Petkanolus

How Felicity Kavanagh Went from Confused to Ranking in Eight Months

Felicity runs a boutique consultancy helping remote teams clarify their workflows. She had no clue where to start with organic search and honestly didn't think it would work for her niche. Now her site brings in qualified leads every week without paid ads.

Industry : Workflow Consulting
Timeline : 8 Months
Location : Vancouver
Professional workspace showing organic search growth strategy implementation

What Changed and What It Took

We asked Felicity about the specific shifts that made the difference. Her answers are refreshingly honest about what worked, what didn't, and how long things actually took to show results.

What made you think this could work for your niche?

I wasn't convinced at first. My service felt too specialized. But I kept noticing people searching for very specific problems I solve. That's when I realized I didn't need massive volume, just the right people finding the right pages.

What was the hardest part of the first few months?

Writing content without sounding robotic. I'd write something, then realize it read like a manual nobody would finish. Learning to write naturally while still covering what people search for took real practice.

How many pages did you publish before seeing traction?

Around 18 in total. Not all at once. Some weeks I published two, other weeks none. The breakthrough happened when I stopped rushing and focused on making each page genuinely useful instead of just publishable.

Which metric mattered most to you?

Contact form submissions. Traffic numbers are nice, but I needed to know if the right people were finding me and taking action. That signal told me whether I was on track or wasting time on the wrong topics.

Did you change your service offering because of this?
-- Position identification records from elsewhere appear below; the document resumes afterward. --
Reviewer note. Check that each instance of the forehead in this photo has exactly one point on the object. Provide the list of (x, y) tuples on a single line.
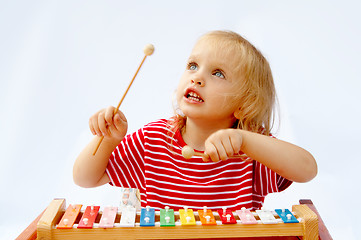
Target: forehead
[(221, 52)]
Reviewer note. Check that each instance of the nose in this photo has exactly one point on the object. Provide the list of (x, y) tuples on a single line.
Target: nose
[(198, 82)]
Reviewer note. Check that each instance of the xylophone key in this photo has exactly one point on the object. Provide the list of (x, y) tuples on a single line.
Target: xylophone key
[(89, 216), (187, 216), (246, 216), (266, 216), (286, 216), (206, 217), (128, 217), (167, 217), (147, 217), (69, 217), (226, 216), (108, 217)]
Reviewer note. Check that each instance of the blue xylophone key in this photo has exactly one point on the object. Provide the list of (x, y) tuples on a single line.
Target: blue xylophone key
[(286, 216), (147, 217)]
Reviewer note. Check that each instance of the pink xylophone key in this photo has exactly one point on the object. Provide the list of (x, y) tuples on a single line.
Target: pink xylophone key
[(246, 216), (226, 216), (108, 217), (89, 216), (69, 217)]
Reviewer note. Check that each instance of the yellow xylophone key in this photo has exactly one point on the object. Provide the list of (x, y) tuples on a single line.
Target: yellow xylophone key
[(69, 217), (206, 217), (187, 216)]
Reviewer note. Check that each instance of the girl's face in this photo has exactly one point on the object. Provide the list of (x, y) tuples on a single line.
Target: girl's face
[(208, 86)]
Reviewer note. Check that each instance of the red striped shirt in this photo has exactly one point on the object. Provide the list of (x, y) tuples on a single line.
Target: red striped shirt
[(150, 159)]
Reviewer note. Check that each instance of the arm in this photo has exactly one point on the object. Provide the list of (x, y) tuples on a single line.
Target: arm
[(89, 169), (288, 160)]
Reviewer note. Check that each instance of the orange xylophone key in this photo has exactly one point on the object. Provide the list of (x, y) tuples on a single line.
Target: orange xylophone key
[(89, 216), (69, 217), (226, 216)]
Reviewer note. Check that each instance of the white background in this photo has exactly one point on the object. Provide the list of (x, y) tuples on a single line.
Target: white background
[(61, 61)]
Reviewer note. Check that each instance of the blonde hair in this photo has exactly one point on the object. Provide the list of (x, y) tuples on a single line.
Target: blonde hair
[(256, 92)]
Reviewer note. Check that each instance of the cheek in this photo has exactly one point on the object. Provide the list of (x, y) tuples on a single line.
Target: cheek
[(180, 89)]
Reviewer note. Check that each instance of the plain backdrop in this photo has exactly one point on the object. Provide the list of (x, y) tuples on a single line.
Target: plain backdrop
[(61, 61)]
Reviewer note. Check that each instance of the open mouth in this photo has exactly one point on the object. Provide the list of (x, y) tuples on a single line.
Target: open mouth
[(193, 96)]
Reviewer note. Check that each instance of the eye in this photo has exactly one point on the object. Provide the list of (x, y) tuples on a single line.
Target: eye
[(219, 73), (192, 66)]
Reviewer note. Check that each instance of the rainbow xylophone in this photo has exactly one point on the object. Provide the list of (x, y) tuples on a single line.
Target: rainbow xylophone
[(59, 222)]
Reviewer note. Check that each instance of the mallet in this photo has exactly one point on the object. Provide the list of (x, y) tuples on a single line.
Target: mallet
[(148, 50)]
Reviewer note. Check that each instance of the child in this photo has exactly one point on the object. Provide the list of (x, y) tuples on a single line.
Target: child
[(225, 98)]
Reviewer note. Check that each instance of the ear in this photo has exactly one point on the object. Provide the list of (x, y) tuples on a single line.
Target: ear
[(237, 113)]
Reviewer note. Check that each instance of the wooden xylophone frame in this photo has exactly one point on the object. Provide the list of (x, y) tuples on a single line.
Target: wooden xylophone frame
[(306, 229)]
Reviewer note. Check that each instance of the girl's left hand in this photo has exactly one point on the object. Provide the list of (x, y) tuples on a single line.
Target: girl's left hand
[(223, 144)]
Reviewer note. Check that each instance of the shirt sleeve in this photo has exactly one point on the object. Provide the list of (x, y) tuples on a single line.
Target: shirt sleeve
[(126, 164)]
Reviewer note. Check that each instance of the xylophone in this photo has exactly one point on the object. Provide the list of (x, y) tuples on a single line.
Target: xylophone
[(59, 222)]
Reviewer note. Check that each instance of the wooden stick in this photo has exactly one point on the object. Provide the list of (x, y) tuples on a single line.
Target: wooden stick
[(148, 50)]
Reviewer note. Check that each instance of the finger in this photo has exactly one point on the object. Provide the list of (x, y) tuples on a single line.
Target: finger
[(102, 124), (95, 125), (228, 148), (206, 158), (236, 142), (109, 114), (91, 126), (120, 120), (212, 151)]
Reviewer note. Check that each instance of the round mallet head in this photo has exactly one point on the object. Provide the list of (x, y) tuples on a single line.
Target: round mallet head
[(187, 152), (148, 49)]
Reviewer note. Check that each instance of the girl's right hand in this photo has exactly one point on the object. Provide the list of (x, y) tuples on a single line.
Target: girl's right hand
[(106, 123)]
Not the service itself, but how I talk about it. I learned which language potential clients actually use when they describe their problems. That shifted how I frame everything, not just on the website.

What would you tell someone starting from scratch today?

Pick a stupidly narrow topic to start. Don't try to compete with established sites on broad terms. Find one specific question your audience asks and answer it better than anyone else. Then do that again.